As big a hit as this song was, it was an even bigger hit for another artist who shall remain nameless.
In 1982, Steve Winwood released an album - Talking Back to the Night - that featured this single, which ended up being a minor hit - hitting #70 on the Billboard charts, and getting the former Spencer Davis Group member some attention.
The song is about a former lover that the narrator hopes will return to him someday.
In 1986, Steve Winwood had a huge enough year to warrant a greatest hits album - Chronicles - in 1987. Included on that album was a remix of "Valerie", which ended up being a much bigger hit (US Top 10) than the original.
Both are among my favorite unsung songs by any artist.
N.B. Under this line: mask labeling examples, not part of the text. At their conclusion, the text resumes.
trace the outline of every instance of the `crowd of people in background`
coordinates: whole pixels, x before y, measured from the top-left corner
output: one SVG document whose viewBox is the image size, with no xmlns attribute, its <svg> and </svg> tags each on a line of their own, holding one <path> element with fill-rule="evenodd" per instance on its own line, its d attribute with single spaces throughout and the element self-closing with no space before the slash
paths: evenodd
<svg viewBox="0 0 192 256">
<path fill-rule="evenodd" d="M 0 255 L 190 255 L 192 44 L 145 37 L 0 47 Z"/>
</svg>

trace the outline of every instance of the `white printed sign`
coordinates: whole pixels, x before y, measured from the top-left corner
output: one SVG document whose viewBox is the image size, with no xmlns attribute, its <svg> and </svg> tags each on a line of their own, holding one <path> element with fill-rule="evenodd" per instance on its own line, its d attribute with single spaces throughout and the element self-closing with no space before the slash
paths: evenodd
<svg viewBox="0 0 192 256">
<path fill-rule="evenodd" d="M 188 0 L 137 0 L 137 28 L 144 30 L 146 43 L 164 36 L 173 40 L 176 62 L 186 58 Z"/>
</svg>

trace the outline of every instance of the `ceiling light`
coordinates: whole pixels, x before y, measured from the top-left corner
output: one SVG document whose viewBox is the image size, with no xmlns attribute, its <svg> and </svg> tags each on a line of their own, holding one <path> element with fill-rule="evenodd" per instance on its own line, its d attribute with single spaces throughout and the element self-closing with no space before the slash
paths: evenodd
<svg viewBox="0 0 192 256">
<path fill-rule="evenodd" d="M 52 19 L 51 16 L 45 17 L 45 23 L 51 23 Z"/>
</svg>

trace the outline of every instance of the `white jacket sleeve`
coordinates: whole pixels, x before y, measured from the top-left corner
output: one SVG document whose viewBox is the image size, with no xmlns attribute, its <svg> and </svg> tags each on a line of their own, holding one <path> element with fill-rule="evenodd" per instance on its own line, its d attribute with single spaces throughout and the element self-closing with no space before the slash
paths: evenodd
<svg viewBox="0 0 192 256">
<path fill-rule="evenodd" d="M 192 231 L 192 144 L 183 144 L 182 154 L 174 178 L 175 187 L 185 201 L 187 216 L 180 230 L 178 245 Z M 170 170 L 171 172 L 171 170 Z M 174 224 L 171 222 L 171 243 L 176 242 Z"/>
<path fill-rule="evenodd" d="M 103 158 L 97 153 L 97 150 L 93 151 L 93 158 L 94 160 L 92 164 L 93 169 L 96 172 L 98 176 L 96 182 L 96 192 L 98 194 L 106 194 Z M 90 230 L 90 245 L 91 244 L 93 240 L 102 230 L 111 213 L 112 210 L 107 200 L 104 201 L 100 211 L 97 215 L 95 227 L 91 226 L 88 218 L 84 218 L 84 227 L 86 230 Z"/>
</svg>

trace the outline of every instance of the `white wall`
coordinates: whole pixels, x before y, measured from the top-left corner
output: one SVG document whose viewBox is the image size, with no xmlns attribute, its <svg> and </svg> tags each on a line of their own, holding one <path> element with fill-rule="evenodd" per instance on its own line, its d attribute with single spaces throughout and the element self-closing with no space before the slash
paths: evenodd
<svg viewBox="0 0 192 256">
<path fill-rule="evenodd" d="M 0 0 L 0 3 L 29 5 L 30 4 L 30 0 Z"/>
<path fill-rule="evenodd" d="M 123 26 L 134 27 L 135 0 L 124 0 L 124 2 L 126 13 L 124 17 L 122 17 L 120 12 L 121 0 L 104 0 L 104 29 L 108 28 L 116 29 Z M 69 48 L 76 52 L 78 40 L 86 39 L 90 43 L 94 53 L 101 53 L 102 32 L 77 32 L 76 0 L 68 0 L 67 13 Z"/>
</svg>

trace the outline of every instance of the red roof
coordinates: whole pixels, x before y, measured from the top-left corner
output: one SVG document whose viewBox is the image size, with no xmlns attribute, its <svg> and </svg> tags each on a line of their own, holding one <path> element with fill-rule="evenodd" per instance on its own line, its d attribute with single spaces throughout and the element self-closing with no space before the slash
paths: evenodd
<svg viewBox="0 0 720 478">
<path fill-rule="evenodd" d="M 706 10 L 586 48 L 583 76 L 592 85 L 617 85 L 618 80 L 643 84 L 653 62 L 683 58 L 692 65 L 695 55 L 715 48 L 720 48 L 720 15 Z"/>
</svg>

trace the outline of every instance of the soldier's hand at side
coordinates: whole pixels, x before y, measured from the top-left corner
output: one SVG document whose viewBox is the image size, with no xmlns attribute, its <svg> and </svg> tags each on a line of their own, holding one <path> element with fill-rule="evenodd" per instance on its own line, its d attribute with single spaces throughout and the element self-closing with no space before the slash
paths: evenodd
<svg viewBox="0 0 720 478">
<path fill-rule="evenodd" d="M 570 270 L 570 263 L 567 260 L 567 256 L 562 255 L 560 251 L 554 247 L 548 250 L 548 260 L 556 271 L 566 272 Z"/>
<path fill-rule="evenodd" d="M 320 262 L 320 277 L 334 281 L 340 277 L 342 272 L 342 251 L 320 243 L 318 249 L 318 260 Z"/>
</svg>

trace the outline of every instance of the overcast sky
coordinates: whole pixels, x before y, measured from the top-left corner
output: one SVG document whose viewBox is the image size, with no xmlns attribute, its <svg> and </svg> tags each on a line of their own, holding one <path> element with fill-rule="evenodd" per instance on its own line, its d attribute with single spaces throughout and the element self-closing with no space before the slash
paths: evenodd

The first hip hop song to be a radio hit samples "Good Times" by Chic pretty heavily, so much so that Nile Rodgers and Bernard Edwards sued for songwriting credits. The song, ironically, started when the Sugarhill Gang and Fab Five Freddy JOINED Chic on stage and came up with an impromptu rhyme to go along with the LIVE bassline of this song.
That wasn't the only sample they used. "Here Comes That Sound Again" by Love De-Luxe was also sampled. Did Alan Hankshaw get a songwriting credit? Noooooooooo.
More importantly, this was the song that brought hip hop to a broad audience. No, it wasn't the first, but it was the first hit. It would go on to be one of the most influential one-hit wonders in history.
No, Mariah Carey didn't get a songwriting credit here.
You know who did?
Tina Weymouth. Chris Frantz. Adrian Belew. Steven Stanley.
This really dirty song reached #3 on the pop charts - and #8 on the year end chart - and was a worldwide starmaking hit for Latto. The winner of the 2016 TV reality competition The Rap Game, she's come out strong with a bravado that Megan Three Stallion no one can match.
Plus, lyrically, Latto does pay tribute to Mariah here, even if it's a Tom Tom Club sample.
Mariah DID get a songwriting credit on this remix (100% true)...... as well as a vocal one. DJ Khaled gets his two cents in at the beginning and end of this as well.
If you read this far, you know today is our 12th birthday. Celebrate with us all year long as we bring the BDE and make this our biggest year yet.
I'm not a huge Mariah Carey fan. I am really, really not. I am especially sick of her right now, when we have all heard that goddamn Christmas song on repeat, everywhere. Little known fact: this song was THAT song's follow up single.
But this song - which she lyrically co-write with Dave Hall (musically and partially lyrically, it was written by Adrian Belew, Chris Frantz, Tina Weymouth and Steven Stanley) - really understands the song it sampled, and doesn't disrespect it. It's not a ripoff. It's an homage. And it's probably the best thing Mariah Carey has ever done.
If you listen to the lyrics, you know that the Beasties are talking about being on a long tour, as a lot of young musicians have to do, where you don't get to sleep much. Their home base being Brooklyn, that would be when sleep would come.
Now you know.
This song, produced by Rick Rubin, fuses rock and hip hop, with a guitar riff straight out of "TNT" by AC/DC and a title that invokes Motörhead (No Sleep 'til Hammersmith), However, the three part harmonies were boastful and bold, typical of late-1980's rap music.
The song was a band and crowd favorite at their shows, with the group frequently using this as their closing song. Who could resist the frantic, energetic feeling of this tune?
Why yes, that is Penn and Teller playing the big baddies in this video.
This very quick-tongued song, co-produced by Run-DMC and Rick Rubin (best known for metal producing before this). Utilizing samples from "My Sharona" by The Knack and "Mickey" by Toni Basil (the former sued the band over the sample), the combined forces of Run, DMC, JamMaster Jay, and Rick Rubin solidified the group's strength in fusing hip hop music with hard-edged rock. They were, in essence, the gangsta rap of their time.
Shoutout to Penn Jillette, who does a "great" job with the tune at the end of the video.